Information Communications Technology Forms of surveillance facilitated by the Internet and television and issues of control over personal information and privacy

Surveillance refers to the monitoring of the activities, behavior, or other forms of changing information, in most cases of people and is often aimed at causing an influence, protecting, managing, or directing them (Webb & Cox, 2004). Within the context of ICT, surveillance means monitoring the generation of information through ICTs. These interactive media have facilitated a range of surveillance forms. One of these is content surveillance. Information Communications Technology content surveillance entails the discreet monitoring of the information passed on internet and television. Content surveillance is mostly imposed by the government through legislations and legal mechanisms. As such, on the internet, it is a commonplace for governments across the world to monitor what internet users communicate. Take the case of social media. Social media are websites where people interact by posting images, comments, and chatting. Therefore, social media provides a good platform for people with malicious motives. Given such an idea, most governments often monitor what is communicated in order to prevent such situations. The NSA provides a good account of a content surveillance program.

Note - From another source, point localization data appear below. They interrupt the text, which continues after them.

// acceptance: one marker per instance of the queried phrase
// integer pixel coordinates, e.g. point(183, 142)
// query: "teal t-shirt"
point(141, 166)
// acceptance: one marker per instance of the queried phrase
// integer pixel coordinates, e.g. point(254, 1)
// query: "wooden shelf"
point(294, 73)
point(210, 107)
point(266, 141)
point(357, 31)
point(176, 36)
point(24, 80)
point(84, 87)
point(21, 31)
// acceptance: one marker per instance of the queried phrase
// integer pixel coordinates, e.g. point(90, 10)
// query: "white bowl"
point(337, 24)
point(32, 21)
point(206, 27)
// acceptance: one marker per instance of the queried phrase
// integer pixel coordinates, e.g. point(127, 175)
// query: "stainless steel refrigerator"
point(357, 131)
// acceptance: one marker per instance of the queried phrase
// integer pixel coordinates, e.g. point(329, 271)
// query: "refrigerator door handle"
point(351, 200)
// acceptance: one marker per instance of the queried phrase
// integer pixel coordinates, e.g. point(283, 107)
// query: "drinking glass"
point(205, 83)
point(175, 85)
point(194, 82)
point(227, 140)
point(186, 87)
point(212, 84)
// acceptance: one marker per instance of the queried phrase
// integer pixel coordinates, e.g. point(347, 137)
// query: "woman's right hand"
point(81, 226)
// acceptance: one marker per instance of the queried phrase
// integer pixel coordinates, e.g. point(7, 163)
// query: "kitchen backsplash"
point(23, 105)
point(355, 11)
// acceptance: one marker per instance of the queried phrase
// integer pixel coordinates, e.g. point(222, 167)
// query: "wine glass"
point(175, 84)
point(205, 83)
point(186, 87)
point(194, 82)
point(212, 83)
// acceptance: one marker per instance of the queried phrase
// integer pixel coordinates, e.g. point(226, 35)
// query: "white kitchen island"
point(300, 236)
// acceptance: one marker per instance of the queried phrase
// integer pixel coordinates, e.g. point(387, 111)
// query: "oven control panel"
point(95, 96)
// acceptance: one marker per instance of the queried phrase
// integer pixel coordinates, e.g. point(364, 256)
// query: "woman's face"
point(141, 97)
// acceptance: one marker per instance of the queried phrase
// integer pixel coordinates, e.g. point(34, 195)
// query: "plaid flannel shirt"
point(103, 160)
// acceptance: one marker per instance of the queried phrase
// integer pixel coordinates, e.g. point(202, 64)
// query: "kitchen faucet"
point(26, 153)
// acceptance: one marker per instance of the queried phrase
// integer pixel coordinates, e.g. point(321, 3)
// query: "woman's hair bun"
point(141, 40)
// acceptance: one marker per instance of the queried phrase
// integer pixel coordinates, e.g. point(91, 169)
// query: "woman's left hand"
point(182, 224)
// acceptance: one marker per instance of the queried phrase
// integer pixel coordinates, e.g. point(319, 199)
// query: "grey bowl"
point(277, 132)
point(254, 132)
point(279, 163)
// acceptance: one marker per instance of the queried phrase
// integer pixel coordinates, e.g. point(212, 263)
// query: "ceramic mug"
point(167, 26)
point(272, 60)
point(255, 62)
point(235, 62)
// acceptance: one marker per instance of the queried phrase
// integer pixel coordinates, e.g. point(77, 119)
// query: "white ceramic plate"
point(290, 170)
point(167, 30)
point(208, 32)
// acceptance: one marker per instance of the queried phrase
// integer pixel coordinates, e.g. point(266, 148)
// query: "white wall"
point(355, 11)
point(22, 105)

With regard to news, governments also monitor what broadcasters tend to report. Such surveillance is said to bring rise to the issue related to privacy and confidentiality. In the US, the right to privacy is one of the most upheld civil rights. However, through content surveillance, it follows that this right is being abused. Krumm, Davies and Narayanaswami (2008) documented that primarily, privacy and confidentiality are essential parts for the development of an individual. In absence of privacy, one’s ideas regarding the self, authority, as well as, trust is negatively affected. Respective the essence of the right has been equated to demonstration of trust, and tends to allow an individual the space to develop the sense of self, and this includes trusting relationships and learning on autonomy. Content surveillance necessarily means that a person has no control of personal information, which ought not to be the case (Webb & Cox, 2004).

Another form of surveillance is speech surveillance. This is a form of surveillance, which involves tracking and monitoring of speech made over interactive media. For instance, with television, what the reporters and the reported say is often closely monitored. Similarly, what internet users indices, whether in writing or orally, is subject to surveillance. Information Communications Technology  speech surveillance is in most cases used to discover cases of hate speech or defamation among others. Speech surveillance has been thought as a violation of the right or freedom of speech (Webb & Cox, 2004). It is constitutionally acknowledged that every individual within the American society has the right to express him or herself in the manner he or she wants, however with a few exemptions. In the light of this, monitoring everything that people say infiltrates the freedom to speech. It makes people insecure such that they cannot express their ideas or opinions regarding a given subject matter.

From this analysis, it is evident that different contemporary ICTs generate different forms of information. As identified in the present paper, on one hand, internet generates user generated content while on the other hand, television produces news. The nature of such information often facilitates a set of surveillance and these include content and speech surveillance. However, as a result of these surveillance, issues such as abuse of right to privacy and freedom to speech.